Can a bookkeeper help with financial reporting for healthcare practice acquisitions?
A bookkeeper doesn’t run the acquisition, but they maintain the financial foundation that makes or breaks the deal. Every practice acquisition involves due diligence where buyers, their CPAs, and their advisors dig through the seller’s financial records. If those records are incomplete, inconsistent, or months behind, the consequences range from delayed closings to reduced purchase prices to deals falling apart entirely.
The bookkeeper’s job in this context is making sure the underlying records are accurate and current. That means monthly bank and credit card reconciliations, properly categorized revenue and expenses, up-to-date accounts receivable, and clean payables. These records feed into the financial statements that everyone involved in the transaction relies on.
Medical and dental practices have specific complexities that make this even more important. Revenue often comes from multiple payers with different reimbursement timelines and rates. Accounts receivable in a medical practice isn’t just “money owed.” It needs to reflect aging by payer type so buyers can assess collection rates and revenue quality. A bookkeeper who understands healthcare accounting keeps these distinctions clear in the books rather than lumping everything together.
Provider compensation structures also need accurate tracking. Whether the practice pays physicians through W-2 salaries, guaranteed payments to partners, or production-based compensation, these numbers directly affect the normalized EBITDA calculation that determines practice value. If compensation is mixed in with other expenses or categorized inconsistently, the advisor calculating normalized earnings has to make assumptions. Those assumptions usually work against the seller.
Working capital analysis is another area where clean books matter. Buyers want to know what level of cash, receivables, and payables is normal for the practice. If your books haven’t been reconciled in months or your A/R is unreliable, there’s no baseline to work from.
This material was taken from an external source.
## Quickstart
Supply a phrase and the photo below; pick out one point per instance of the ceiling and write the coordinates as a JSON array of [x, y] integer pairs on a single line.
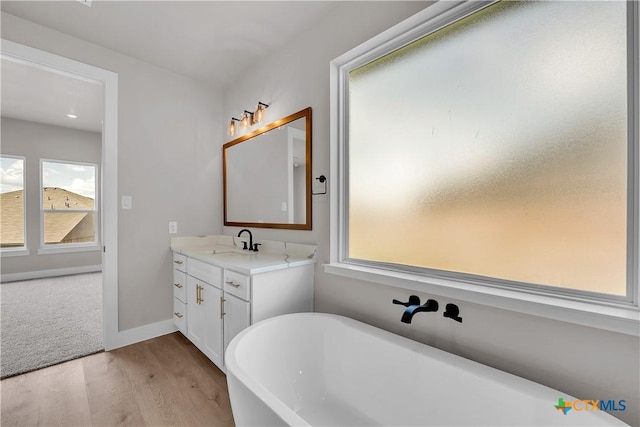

The bookkeeper maintains the month-to-month consistency that makes working capital calculations meaningful.
For practices with multiple entities, which is common in healthcare where you might have a professional LLC, a real estate holding entity, and a separate management company, the bookkeeper needs to keep each set of books clean and properly track inter-company transactions. Commingled finances across entities create due diligence nightmares that slow everything down.
If you’re thinking about selling your practice in the next year or two, getting your books in order now is one of the most practical steps you can take. Buyers and their advisors will want two to three years of financials at minimum. Our Orange County small business bookkeeping services give your CPA and transaction advisors the clean, well-organized records they need instead of a scramble to reconstruct history under deadline pressure. Starting early is always better than trying to fix things once a buyer is already at the table.